The General Services Administration (GSA) has informed President-elect Joe Biden and his team that the Trump administration is ready to begin the transition process, weeks after refusing to acknowledge that Biden won the presidential election the Hill reports.
Biden won the electoral vote (306 to Trump’s 232) and the popular vote (79,896,248 to Trump’s 73,826,134).
Trump claimed on Twitter that he asked GSA Administrator Emily Murphy to begin the transition. Murphy sent a letter to Biden on Monday informing him that he would have “access to federal resources and services to facilitate a presidential transition.”
The Biden-Harris campaign recently drew criticism when it asked for helping funding the transition process because Trump wouldn’t concede—which, despited reportedly signaling the GSA to begin the transition, he still has not done.
He said he would “keep up the good fight.”
As ESSENCE previously reported, Black voters in Wayne County, Michigan, home to Detroit are turning the tables on President Donald Trump, filing a lawsuit against him and his campaign claiming that targeted, racialized attempts to overturn election results amounts to one of the “worst abuses in our nation’s history.”
The NAACP Legal Defense and Educational Fund, Inc. (LDF), filed the complaint on behalf of the Michigan Welfare Rights Organization and three Detroit residents on Friday.
“Defendants’ tactics repeat the worst abuses in our nation’s history, as Black Americans were denied a voice in American democracy for most of the first two centuries of the Republic,” the lawsuit states. “This is a moment that many of us hoped never to face.”
“No more,” the lawsuit continues. “The Voting Rights Act of 1965 flatly prohibits Defendants’ efforts to disenfranchise Black people and assault our Republic.”
The complaint also accuses Trump and his administration of attempting to “intimidate” and “coerce” state and local officials into replacing electors.

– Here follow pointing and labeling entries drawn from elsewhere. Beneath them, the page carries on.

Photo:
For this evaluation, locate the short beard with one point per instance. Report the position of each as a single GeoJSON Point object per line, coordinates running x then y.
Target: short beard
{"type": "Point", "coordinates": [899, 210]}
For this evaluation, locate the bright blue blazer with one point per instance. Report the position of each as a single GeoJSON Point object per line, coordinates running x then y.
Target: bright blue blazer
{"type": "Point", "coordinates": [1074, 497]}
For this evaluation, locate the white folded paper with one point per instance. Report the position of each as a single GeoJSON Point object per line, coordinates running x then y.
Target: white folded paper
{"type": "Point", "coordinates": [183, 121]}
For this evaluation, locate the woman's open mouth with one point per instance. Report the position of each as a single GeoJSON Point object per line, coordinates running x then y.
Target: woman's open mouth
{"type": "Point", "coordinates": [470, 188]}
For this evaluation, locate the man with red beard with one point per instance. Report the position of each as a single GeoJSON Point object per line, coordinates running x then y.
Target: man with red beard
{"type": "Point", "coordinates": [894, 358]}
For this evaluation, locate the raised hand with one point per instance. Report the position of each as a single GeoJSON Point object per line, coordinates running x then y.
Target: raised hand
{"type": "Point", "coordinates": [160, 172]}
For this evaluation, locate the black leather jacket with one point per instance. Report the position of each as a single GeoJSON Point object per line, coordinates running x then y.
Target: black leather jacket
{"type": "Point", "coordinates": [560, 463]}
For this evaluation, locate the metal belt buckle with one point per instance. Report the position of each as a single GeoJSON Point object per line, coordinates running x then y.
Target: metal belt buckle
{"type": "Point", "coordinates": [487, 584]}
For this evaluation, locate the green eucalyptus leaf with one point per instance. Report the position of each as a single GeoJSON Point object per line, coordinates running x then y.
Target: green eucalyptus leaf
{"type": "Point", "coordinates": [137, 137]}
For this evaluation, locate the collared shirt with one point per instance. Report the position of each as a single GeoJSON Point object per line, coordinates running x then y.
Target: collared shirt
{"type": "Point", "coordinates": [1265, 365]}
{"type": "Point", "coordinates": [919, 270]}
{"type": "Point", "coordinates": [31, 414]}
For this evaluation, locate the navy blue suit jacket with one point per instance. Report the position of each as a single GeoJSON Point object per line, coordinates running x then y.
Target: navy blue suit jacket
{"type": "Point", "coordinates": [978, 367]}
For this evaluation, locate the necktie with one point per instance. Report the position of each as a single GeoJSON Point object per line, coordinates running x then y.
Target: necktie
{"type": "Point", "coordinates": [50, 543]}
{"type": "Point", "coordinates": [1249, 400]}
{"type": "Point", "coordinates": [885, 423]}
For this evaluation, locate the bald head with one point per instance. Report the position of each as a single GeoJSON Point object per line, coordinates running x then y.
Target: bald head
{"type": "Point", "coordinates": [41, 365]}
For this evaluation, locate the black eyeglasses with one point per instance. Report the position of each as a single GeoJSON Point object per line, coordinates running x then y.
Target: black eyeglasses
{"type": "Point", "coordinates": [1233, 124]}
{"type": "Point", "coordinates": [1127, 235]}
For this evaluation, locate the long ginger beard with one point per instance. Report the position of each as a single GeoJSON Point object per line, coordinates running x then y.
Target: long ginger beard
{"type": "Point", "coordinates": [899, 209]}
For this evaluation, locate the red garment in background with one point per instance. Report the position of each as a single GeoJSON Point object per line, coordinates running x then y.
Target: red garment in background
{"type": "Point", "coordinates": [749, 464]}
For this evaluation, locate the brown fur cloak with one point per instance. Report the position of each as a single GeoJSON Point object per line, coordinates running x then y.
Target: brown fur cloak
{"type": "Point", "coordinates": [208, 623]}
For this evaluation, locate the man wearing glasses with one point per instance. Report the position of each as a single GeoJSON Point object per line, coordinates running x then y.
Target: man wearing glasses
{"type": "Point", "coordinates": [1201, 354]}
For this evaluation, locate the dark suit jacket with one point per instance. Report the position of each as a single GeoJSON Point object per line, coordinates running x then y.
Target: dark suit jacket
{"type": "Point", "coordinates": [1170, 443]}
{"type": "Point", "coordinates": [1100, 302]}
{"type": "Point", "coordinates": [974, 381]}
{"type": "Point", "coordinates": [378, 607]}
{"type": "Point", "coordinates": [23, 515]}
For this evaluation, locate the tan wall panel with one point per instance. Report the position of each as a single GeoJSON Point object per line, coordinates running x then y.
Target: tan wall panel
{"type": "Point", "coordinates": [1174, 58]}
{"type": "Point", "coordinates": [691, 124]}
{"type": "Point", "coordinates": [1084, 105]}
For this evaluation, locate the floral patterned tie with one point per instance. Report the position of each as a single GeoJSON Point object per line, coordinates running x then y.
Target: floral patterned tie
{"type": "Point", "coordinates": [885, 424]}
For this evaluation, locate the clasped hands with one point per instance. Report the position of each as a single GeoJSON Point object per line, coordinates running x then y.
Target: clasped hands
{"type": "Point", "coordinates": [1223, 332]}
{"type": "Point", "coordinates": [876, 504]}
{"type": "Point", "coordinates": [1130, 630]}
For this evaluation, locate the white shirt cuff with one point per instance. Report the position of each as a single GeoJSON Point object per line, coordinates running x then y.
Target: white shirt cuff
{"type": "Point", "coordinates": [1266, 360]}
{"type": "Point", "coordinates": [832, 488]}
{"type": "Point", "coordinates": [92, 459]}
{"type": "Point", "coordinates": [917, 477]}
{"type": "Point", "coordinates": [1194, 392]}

Trump invited two Republican state lawmakers from Michigan to the White House last week. He also called two Republican canvass board members from Wayne County to offer his support, CNN reports. The board members in question filed affidavits to rescind their votes to certify the election result.
“Central to this strategy is disenfranchising voters in predominately Black cities, including Detroit, by blocking certification of election results from those cities or counties where they are located. Further, Trump and his campaign have continued to claim “widespread fraud in Detroit and other cities with large Black populations, including Philadelphia, Milwaukee, and Atlanta, in an effort to suggest votes from those cities should not be counted.”